The observed dust rings and gaps in protoplanetary disks could be imprints of forming planets. Even low-mass planets in the 1-10 Earth-mass regime, which have not yet carved deep gas gaps, can generate such dust rings and gaps by driving a radially-outward gas flow, as shown in previous work. However, understanding the creation and evolution of these dust structures is challenging due to dust drift and diffusion, requiring an approach beyond previous steady state models. Here we investigate the time evolution of the dust surface density influenced by the planet-induced gas flow, based on post-processing three-dimensional hydrodynamical simulations. We find that planets larger than a dimensionless thermal mass of m = 0.05, corresponding to 0.3 Earth mass at 1 au or 1.7 Earth masses at 10 au, generate dust rings and gaps, provided that solids have small Stokes numbers (St less than or similar to 10(-2)) and that the disk midplane is weakly turbulent (alpha(diff) less than or similar to 10(-4)). As dust particles pile up outside the orbit of the planet, the interior gap expands with time when the advective flux dominates over diffusion. Dust gap depths range from a factor of a few to several orders of magnitude, depending on planet mass and the level of midplane particle diffusion.
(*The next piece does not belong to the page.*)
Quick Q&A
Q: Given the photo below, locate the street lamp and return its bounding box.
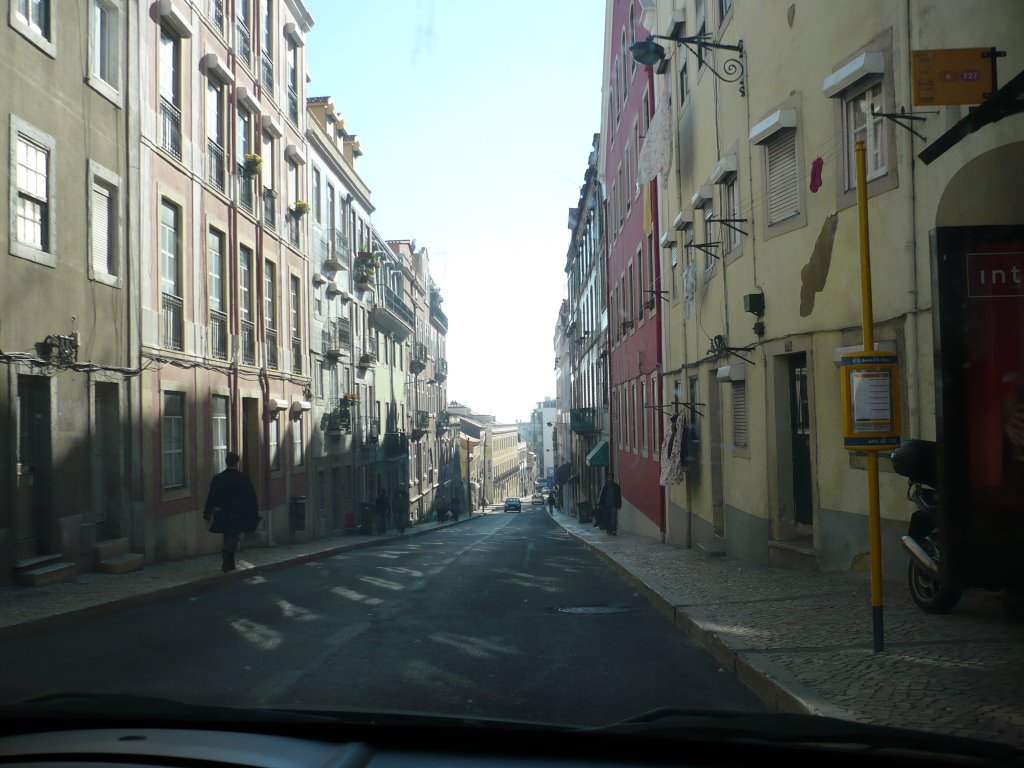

We constructed a semi-analytic model describing the width of the dust ring and gap, and then compared it with the observational data. We find that up to 65% of the observed wide-orbit gaps could be explained as resulting from the presence of a low-mass planet, assuming alpha(diff) = 10(-5) and St = 10(-3). However, it is more challenging to explain the observed wide rings, which in our model would require the presence of a population of small particles (St = 10(-4)). Further work is needed to explore the role of pebble fragmentation, planet migration, and the effect of multiple planets.